July 17, 2017 Read More →

Steep Losses for Prominent Institutional Investors in Collapse of $2 Billion Oil and Gas Fund

Wall Street Journal:

A $2 billion private-equity fund that borrowed heavily to buy oil and gas wells before energy prices plunged is now worth essentially nothing, an unusual debacle that is wiping out investments by major pensions, endowments and charitable foundations.

EnerVest Ltd., a Houston private-equity firm that focuses on energy investments, manages the fund. The firm raised and started investing money in 2013, when oil was trading at more than double the current price of about $45 a barrel. But the fund added $1.3 billion of borrowed money to boost its buying power.

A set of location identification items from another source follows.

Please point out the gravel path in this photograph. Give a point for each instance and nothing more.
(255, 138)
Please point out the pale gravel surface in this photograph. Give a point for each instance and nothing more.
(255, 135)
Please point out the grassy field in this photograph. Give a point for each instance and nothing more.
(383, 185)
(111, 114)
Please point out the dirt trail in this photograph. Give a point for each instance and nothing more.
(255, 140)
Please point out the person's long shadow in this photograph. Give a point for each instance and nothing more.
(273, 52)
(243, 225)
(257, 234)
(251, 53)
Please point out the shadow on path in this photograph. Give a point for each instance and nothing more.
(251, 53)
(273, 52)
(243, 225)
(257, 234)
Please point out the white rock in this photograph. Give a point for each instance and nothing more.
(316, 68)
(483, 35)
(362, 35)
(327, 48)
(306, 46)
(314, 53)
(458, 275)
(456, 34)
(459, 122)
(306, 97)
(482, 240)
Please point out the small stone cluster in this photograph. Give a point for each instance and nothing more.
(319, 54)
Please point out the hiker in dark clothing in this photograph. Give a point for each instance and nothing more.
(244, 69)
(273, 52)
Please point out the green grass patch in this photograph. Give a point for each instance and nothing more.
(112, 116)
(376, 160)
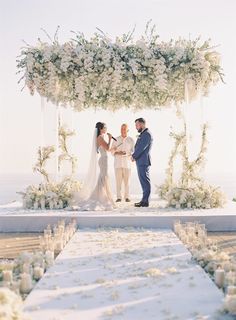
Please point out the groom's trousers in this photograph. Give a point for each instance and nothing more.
(144, 178)
(122, 175)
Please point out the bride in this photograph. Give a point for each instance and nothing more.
(98, 197)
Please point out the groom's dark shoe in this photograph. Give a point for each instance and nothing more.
(141, 204)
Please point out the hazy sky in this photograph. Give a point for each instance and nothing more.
(20, 112)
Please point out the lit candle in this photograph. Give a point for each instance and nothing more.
(38, 273)
(25, 283)
(26, 268)
(7, 275)
(42, 203)
(36, 205)
(59, 246)
(219, 277)
(231, 290)
(49, 255)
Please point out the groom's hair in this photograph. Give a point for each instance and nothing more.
(141, 120)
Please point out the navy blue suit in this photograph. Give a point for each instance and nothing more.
(143, 161)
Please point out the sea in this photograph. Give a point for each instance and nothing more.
(11, 184)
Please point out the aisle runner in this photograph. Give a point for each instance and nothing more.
(124, 274)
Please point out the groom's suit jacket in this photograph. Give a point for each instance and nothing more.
(142, 148)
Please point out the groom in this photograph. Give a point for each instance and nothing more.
(142, 157)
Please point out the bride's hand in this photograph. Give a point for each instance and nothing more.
(109, 136)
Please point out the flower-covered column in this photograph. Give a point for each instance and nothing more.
(42, 140)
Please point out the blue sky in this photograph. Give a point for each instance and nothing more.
(20, 112)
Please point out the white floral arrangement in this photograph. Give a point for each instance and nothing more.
(218, 264)
(110, 74)
(190, 191)
(50, 195)
(202, 195)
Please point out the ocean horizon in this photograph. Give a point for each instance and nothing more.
(10, 184)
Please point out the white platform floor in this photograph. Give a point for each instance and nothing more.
(13, 218)
(124, 274)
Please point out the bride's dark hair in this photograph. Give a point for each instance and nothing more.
(99, 126)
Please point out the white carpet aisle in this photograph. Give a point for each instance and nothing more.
(124, 274)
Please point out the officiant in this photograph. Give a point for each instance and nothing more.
(122, 149)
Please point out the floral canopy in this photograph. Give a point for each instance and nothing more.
(99, 73)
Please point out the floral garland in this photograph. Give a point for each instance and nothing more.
(101, 73)
(190, 191)
(65, 155)
(44, 154)
(220, 266)
(52, 195)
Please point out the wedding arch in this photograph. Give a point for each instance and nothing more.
(146, 73)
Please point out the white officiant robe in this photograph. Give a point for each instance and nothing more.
(122, 164)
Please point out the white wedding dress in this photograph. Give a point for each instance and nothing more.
(96, 196)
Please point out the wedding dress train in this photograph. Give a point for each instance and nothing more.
(91, 198)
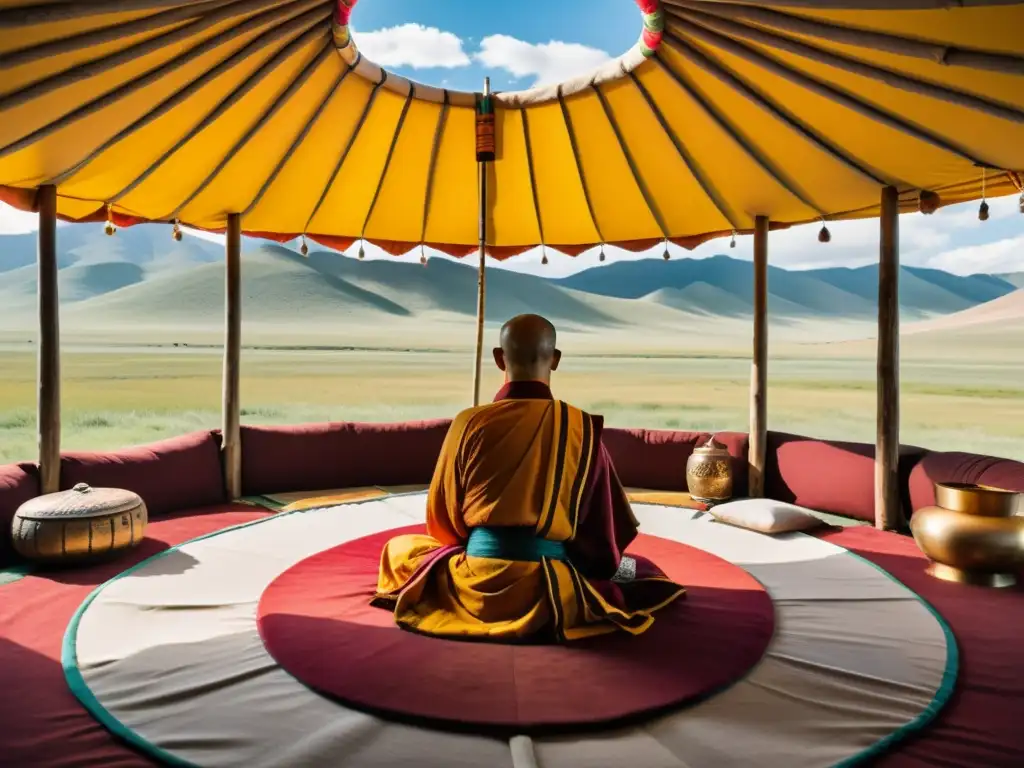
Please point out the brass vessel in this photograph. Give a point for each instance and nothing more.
(709, 473)
(973, 536)
(84, 523)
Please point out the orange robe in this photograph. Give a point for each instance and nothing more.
(535, 467)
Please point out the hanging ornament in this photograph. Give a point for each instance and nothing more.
(983, 208)
(823, 235)
(928, 202)
(109, 226)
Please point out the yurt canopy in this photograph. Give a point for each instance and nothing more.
(183, 111)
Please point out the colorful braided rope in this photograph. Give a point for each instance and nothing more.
(653, 26)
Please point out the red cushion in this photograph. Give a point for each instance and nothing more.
(169, 475)
(828, 475)
(315, 457)
(957, 467)
(651, 458)
(18, 483)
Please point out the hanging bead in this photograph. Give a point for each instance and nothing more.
(928, 202)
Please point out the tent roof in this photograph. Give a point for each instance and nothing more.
(172, 110)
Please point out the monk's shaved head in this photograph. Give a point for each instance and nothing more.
(527, 348)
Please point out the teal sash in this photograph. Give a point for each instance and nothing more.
(513, 544)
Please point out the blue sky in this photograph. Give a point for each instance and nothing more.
(455, 43)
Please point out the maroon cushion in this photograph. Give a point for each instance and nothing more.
(828, 475)
(651, 458)
(957, 467)
(171, 474)
(18, 483)
(316, 457)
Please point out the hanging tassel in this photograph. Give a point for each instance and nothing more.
(983, 208)
(928, 202)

That later caused it trouble when oil prices tumbled.

A number of prominent institutional investors are at risk of having their investments wiped out, including Caisse de dépôt et placement du Québec, Canada’s second-largest pension, which invested more than $100 million. Florida’s largest pension fund manager and the Western Conference of Teamsters Pension Plan, a manager of retirement savings for union members in nearly 30 states, each invested $100 million, according to public records.

The fund was popular among charitable organizations as well. The J. Paul Getty Trust, John D. and Catherine T. MacArthur and Fletcher Jones foundations each invested millions in the fund, according to their tax filings.

Michigan State University and a foundation that supports Arizona State University also have disclosed investments in the fund.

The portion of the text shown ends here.